Parallel#

The model used here is similar to the one in the serial use case, except that the simulation will be run for 100 steps and there will be 1000 agents. This is to show the difference between the runtimes of the two versions.

Note

For more details about the model, please refer to the serial use case.

In a python file, import the module:

import cuda_hybrid as ch

The model can be built using generate_model:

hm = ch.generate_model(1000, 'insurgency_simple.txt', 'watts')

After that, create interaction function. There can be multiple helper functions, but everything should be wrapped in one function only to passed as an argument. For this tutorial, the interaction is serial, while the FCMs will be run in parallel. These functions are exactly the same as the ones in Serial

def econ_influence(val, influencing):
    threshold = 10
    impact = 5
    avg = 0.0
    for num in influencing:
        avg += num
    lowerThresh = 1 - threshold / 100.0
    upperThresh = 1 + threshold / 100.0
    result = val
    if avg > val * upperThresh:
        result += val * impact / 100.0
    elif avg < val * lowerThresh:
        result -= val * impact / 100.0
    return result

def insurgency_influence(influencedVal, influencing):
    rate = 0.1
    result = influencedVal
    for num in influencing:
        result -= rate * num
    return result

def insurgency_interact(hm):
    if hm.ABM_adj.shape[0] <= 1:
        return
    # loop through each agent
    for agent in range(hm.ABM_adj.shape[0]):
        # grab the neighbors
        friends = hm.get_neighbors(agent)
        # get the numeric index for EconomicDevelopment and AbilityOfInsurgentsToControlThePopulation
        econIdx = hm.fcm_labels["EconomicDevelopment"]
        insurgeIdx = hm.fcm_labels["AbilityOfInsurgentsToControlThePopulation"]
        econList = []
        insurgeList = []
        # get the list of values for all the neighbors for the two concepts
        for friend in friends:
            econList.append(hm.node_val[friend][econIdx])
            insurgeList.append(hm.node_val[friend][insurgeIdx])
        # agents now influence each other
        hm.node_future_val[agent][econIdx] = econ_influence(
                hm.node_val[agent][econIdx],
                econList
        )
        hm.node_future_val[agent][econIdx] = insurgency_influence(
                hm.node_future_val[agent][econIdx],
                insurgeList
        )

The insurgency_interact can then be passed to run_parallel, along with other arguments, which includes the hybridmodel object, a list of focus nodes, a list of thresholds for the focus nodes, the maximum number of iterations for the FCMs, and, optionally, number of steps.

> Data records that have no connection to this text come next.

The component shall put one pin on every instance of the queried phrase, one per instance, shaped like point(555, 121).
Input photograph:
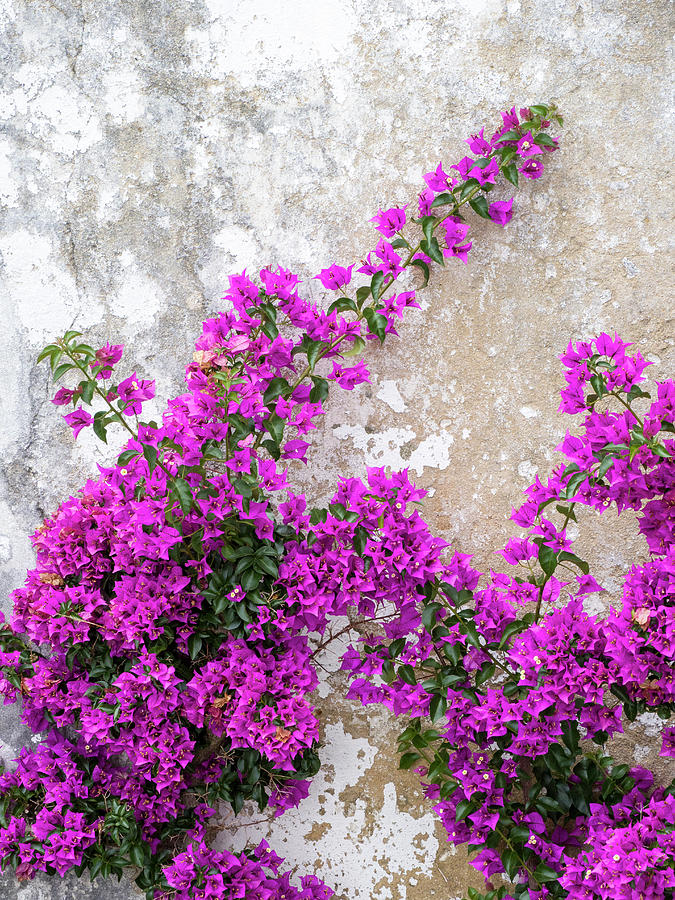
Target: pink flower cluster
point(161, 645)
point(514, 674)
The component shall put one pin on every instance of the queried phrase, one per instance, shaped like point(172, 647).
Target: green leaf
point(311, 349)
point(100, 426)
point(577, 561)
point(574, 483)
point(194, 645)
point(320, 390)
point(464, 807)
point(276, 388)
point(512, 628)
point(548, 559)
point(388, 674)
point(150, 454)
point(377, 323)
point(48, 351)
point(183, 492)
point(362, 294)
point(137, 855)
point(433, 251)
point(437, 707)
point(429, 615)
point(443, 200)
point(485, 674)
point(87, 388)
point(545, 873)
point(511, 863)
point(598, 384)
point(408, 760)
point(376, 283)
point(428, 225)
point(407, 674)
point(275, 425)
point(479, 205)
point(510, 172)
point(61, 370)
point(424, 268)
point(468, 188)
point(341, 304)
point(357, 347)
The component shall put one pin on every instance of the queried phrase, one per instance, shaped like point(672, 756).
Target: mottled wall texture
point(151, 147)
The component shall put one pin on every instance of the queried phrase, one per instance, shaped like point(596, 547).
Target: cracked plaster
point(147, 149)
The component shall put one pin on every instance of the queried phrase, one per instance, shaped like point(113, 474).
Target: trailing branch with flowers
point(161, 647)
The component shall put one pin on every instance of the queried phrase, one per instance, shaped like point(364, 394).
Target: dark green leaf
point(433, 251)
point(377, 323)
point(376, 285)
point(87, 391)
point(510, 172)
point(183, 492)
point(408, 760)
point(463, 809)
point(362, 294)
point(479, 205)
point(511, 863)
point(437, 707)
point(428, 225)
point(544, 873)
point(320, 390)
point(407, 674)
point(276, 388)
point(424, 268)
point(579, 563)
point(100, 425)
point(468, 188)
point(442, 200)
point(548, 559)
point(150, 454)
point(341, 304)
point(194, 645)
point(62, 369)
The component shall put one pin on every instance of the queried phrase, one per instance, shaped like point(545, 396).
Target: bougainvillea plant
point(161, 648)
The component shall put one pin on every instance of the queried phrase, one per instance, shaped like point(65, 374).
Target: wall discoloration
point(148, 149)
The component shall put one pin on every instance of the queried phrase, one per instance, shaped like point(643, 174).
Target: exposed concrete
point(150, 148)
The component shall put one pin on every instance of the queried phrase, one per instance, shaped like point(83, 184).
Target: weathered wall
point(151, 147)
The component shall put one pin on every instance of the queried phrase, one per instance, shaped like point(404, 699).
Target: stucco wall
point(150, 148)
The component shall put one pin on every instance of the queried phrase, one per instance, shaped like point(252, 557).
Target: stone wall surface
point(150, 148)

print(hm.run_parallel(["Rebelliousness"], [0.05], 10, insurgency_interact, [hm], 100)])

The function run_parallel will return an average values across all agents for all the focus nodes. The results of the above simulation is shown below:

{'Rebelliousness': 0.9723588069677352}

The recorded time of the parallel version was 5.16 s, while that of the serial version was 2min 44s.